Недолго, однако, первым рассадникам миссионерской проповеди пришлось пользоваться обеспеченным материальным положением. Дело в том, что в конце XVIII столетия в наши правительственные сферы, как известно, стали проникать новые идеи, навеянные западноевропейскими энциклопедистами. Одним из первых последствий этих чреватых разными последствиями идей была секуляризация монастырских земель в Забайкалье. В 1774 году императрица Екатерина II повелела отобрать вотчины от Посольского и Троицкого монастырей; крестьяне были объявлены свободными от всяких обязательных отношений к монастырям и получили от принадлежавших монастырям угодий большие общинные наделы; монастырские церкви, считавшиеся миссионерскими, были обращены в приходские; на содержание же монастырей были оставлены обширные рыбные угодья на Байкале и Турунтаевском озере.

Правительство не довольствовалось, однако, отчуждением монастырских земель и эмансипацией крестьян и признало необходимым прямо ограничить миссионерскую деятельность монастырей. В угоду [217] ходатайства бурят в 1780 году, последовало распоряжение, по которому переход инородцев в православие обставлялся такими формальностями, которые были равносильны полному запрещению: каждый бурят, желающий креститься, должен был самолично подать прошение на Высочайшее имя в Казенную коллегию Посольского монастыря; без разрешения коллегии ни один миссионер не имел права крестить. Ближайшим последствием этого распоряжения было прекращение миссионерских поездок монахов по бурятским стойбищам. Не видя перед собою живого дела проповеди среди языческого населения, ради которого и учреждены были монастыри, обездоленные при том в материальном отношении, монахи постепенно сталп покидать свои обители и рассеялись по разным местам Сибири. В обоих монастырях миссионерская деятельность все-таки еще поддерживалась некоторое время, благодаря энергии отдельных лиц. Но, со смертию архимандрита Троицкого монастыря Мисаила и с переводом архимандрита Иллариона из Посольского монастыря в Пекинскую миссию, деятельность православных миссионеров в Забайкалье совсем прекратилась.

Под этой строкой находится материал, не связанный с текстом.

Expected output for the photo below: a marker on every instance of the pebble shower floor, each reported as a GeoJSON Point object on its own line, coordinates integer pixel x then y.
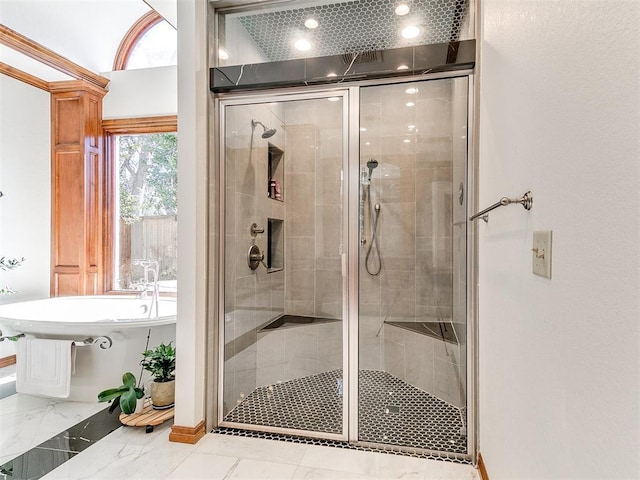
{"type": "Point", "coordinates": [392, 411]}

При всем том, мы видим в начале текущего столетия новые попытки к возобновлению миссионерской деятельности среди язычников со стороны нескольких монахов, прибывших в Забайкалье из Европейской России. Правительство предоставило им однако же действовать на собственный риск, без всякой надежды на ту или иную поддержку или покровительство. Тобольская митрополия, к которой миссионеры обратились за помощью, сама жившая насчет монастырей, тоже отказала в материальной поддержке. Таким образом попытки миссионеров наткнулись с первого же шага на непредвиденные затруднения и кончились поэтому ничем.

V.

Английские миссионеры в Забайкалье. – Основание в России миссионерского общества в 1859 году. – Возобновление деятельности русской миссии. – Меры по устройству экономическая быта новокрещеных бурят.

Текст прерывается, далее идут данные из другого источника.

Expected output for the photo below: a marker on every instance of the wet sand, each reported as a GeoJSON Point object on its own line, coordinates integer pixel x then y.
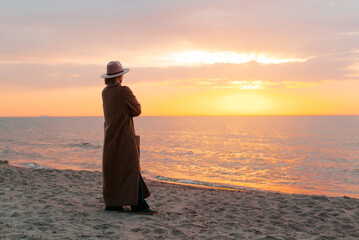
{"type": "Point", "coordinates": [67, 204]}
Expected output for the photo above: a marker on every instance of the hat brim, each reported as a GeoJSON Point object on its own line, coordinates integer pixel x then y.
{"type": "Point", "coordinates": [105, 75]}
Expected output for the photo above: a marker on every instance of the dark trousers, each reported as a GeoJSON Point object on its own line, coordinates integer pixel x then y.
{"type": "Point", "coordinates": [142, 204]}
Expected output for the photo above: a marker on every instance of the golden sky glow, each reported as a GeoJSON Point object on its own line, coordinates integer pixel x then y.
{"type": "Point", "coordinates": [186, 58]}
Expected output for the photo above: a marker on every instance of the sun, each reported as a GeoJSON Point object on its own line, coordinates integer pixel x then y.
{"type": "Point", "coordinates": [244, 104]}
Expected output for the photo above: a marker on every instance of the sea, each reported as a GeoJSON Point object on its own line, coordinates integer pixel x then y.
{"type": "Point", "coordinates": [316, 155]}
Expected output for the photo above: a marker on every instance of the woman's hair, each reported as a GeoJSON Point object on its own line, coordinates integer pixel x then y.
{"type": "Point", "coordinates": [111, 80]}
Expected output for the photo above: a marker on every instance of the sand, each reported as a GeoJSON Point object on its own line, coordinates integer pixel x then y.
{"type": "Point", "coordinates": [67, 204]}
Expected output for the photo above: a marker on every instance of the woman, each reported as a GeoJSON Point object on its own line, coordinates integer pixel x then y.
{"type": "Point", "coordinates": [122, 181]}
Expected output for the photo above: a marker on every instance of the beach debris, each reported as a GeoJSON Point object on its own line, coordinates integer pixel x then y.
{"type": "Point", "coordinates": [36, 166]}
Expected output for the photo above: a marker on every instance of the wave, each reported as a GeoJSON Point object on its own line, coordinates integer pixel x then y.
{"type": "Point", "coordinates": [201, 183]}
{"type": "Point", "coordinates": [36, 166]}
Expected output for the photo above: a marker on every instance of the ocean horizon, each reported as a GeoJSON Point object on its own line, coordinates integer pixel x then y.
{"type": "Point", "coordinates": [292, 154]}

На смену русских миссионеров, прекративших свою деятельность в Забайкалье в 1780 году, явились миссионеры английского Библейского общества, которое зорко следило за успехом христианской проповеди среди язычников в пределах России.

Правительство наше радушно отнеслось к предложению английского Библейского общества, и в 1818 году в Забайкалье появились три английских миссионера, при которых состояло 8 человек [218] помощников и небольшой штат прислуги. Для проповеднической деятельности миссионеры учредили в недрах бурятского населения три стана – один в Селенгинске, а два в районе кочевок хоринских бурят. Пользуясь обширными материальными средствами, миссионеры сразу поставили свою деятельность на широкую ногу: обзавелись в Селенгинске собственным домом, библиотекой, типографией, школами для языческих мальчиков и девочек, перевели и издали Библию и Евангелие на монгольский и бурятский языки – что давало возможность знакомить со священным писанием, кроме ученых лам, также и кочевников бурят, притом на их родном, разговорном языке.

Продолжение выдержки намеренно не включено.